Mohon tunggu...
KOMENTAR
Travel Story

Menggapai Asa di Puncak Raksasa

16 Januari 2014   12:40 Diperbarui: 24 Juni 2015   02:47 63 2

Oksigen tipis dan suhu dingin di Kalimati yang mendekati nol derajat celcius tidak membuat para pendaki terlalu terlelap dalam tidurnya. Jam masih menunjukkan pukul dua belas dini hari saat mereka beranjak dari dalam tas tidur yang hangat untuk segera bersiap menghadapi tantangan terberat dalam sebuah perjalanan panjang. Tantangan yang harus dihadapi untuk mencapai sebuah tanah lapang berbatu di ujung awan.

Bukan sembarang tanah lapang. Tanah lapang berbatu terselimuti pasir tebal itu berada di puncak raksasa. Mendengar namanya saja, hati para pendaki itu bergetar. Sebelum berangkat, mereka menunduk khidmat seraya berdoa semoga Tuhan mengijinkan mereka sampai di Mahameru, puncak sang raksasa.

---

Saya sudah mengenakan jaket terluar. “Tiga lapis cukup,” pikir saya dalam hati meyakinkan diri. Satu kaos agak tebal dibalut sebuah sweater dan jaket anti air. Jauh-jauh hari saya sudah mempersiapkan diri menghadapi perjalanan ini. Olahraga rutin dan menjaga makanan tuntas dilakukan dua minggu sebelum hari pendakian. Persiapan matang yang memang diperlukan untuk menjejaki trek yang amat sulit ini.

Pakaian berlapis menjadi tameng wajib bagi mereka yang akan menaklukkan puncak Semeru.
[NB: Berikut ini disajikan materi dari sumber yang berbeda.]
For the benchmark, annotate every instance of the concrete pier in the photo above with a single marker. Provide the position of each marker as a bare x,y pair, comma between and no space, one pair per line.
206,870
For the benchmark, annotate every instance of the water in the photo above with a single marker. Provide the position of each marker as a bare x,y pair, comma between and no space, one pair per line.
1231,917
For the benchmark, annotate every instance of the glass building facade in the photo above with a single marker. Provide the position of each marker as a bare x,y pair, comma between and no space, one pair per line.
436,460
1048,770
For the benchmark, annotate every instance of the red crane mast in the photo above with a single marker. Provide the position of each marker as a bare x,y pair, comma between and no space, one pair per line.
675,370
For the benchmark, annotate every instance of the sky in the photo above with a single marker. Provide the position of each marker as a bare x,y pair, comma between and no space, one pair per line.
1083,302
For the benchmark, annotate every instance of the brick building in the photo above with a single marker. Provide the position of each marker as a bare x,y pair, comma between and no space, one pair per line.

Tak cukup dua, minimal tiga lapis atau bahkan lebih. Sarung tangan, kupluk, kaos kaki tebal, tongkat, dan masker dipersiapkan untuk menghadapi dinginnya malam, panjangnya trek pendakian, dan curamnya tanjakan berpasir ke puncak.

Buat saya yang bukan seorang penggemar pendakian, perjalanan ini bisa jadi sebuah kesalahan besar. Saya tak banyak punya pengalaman mendaki. Kalaupun ada, itu pun sudah lama dan kelas gunungnya pun tak sebanding. Saya pikir mendaki Kelimutu tidak ada apa-apanya dibanding menapaki Semeru, gunung tertinggi di Pulau Jawa. Walaupun dengan sekelumit keraguan, saya bertekad menaklukkan ketakutan yang menghantui. Tak perlu ada target, yang terpenting selalu mengetahui batas kemampuan diri.

Seiring para pendaki lain semakin selesai bersiap untuk memulai perjalanan, saya semakin sadar bahwa fisik saja tidak cukup. Keteguhan hati dan kepercayaan diri juga memegang peranan penting. Seusai berdoa, saya dan kelompok yang berjumlah 8 orang berkumpul untuk mendengarkan penjelasan singkat dari pemandu. Dua orang pemandu akan menuntun dan mengarahkan kelompok kami agar sebanyak mungkin anggota bisa sampai ke Mahameru.

Saya amat menikmati awal-awal perjalanan dari Kalimati, perkemahan terdekat sebelum naik ke Mahameru. Menyusuri jalan setapak dipayungi ribuan bintang di langit dan diselimuti balutan pakaian luar yang semakin bisa menghangatkan badan walaupun di ujung-ujung jari jemari masih amat terasa hawa dingin. Kami bercengkerama seraya saling menjaga semangat dan keselamatan antar anggota kelompok. Keselamatan selalu jadi hal utama. Kami tak mau salah satu di antara kami nanti ada yang celaka di perjalanan seperti beberapa cerita pilu yang lalu-lalu.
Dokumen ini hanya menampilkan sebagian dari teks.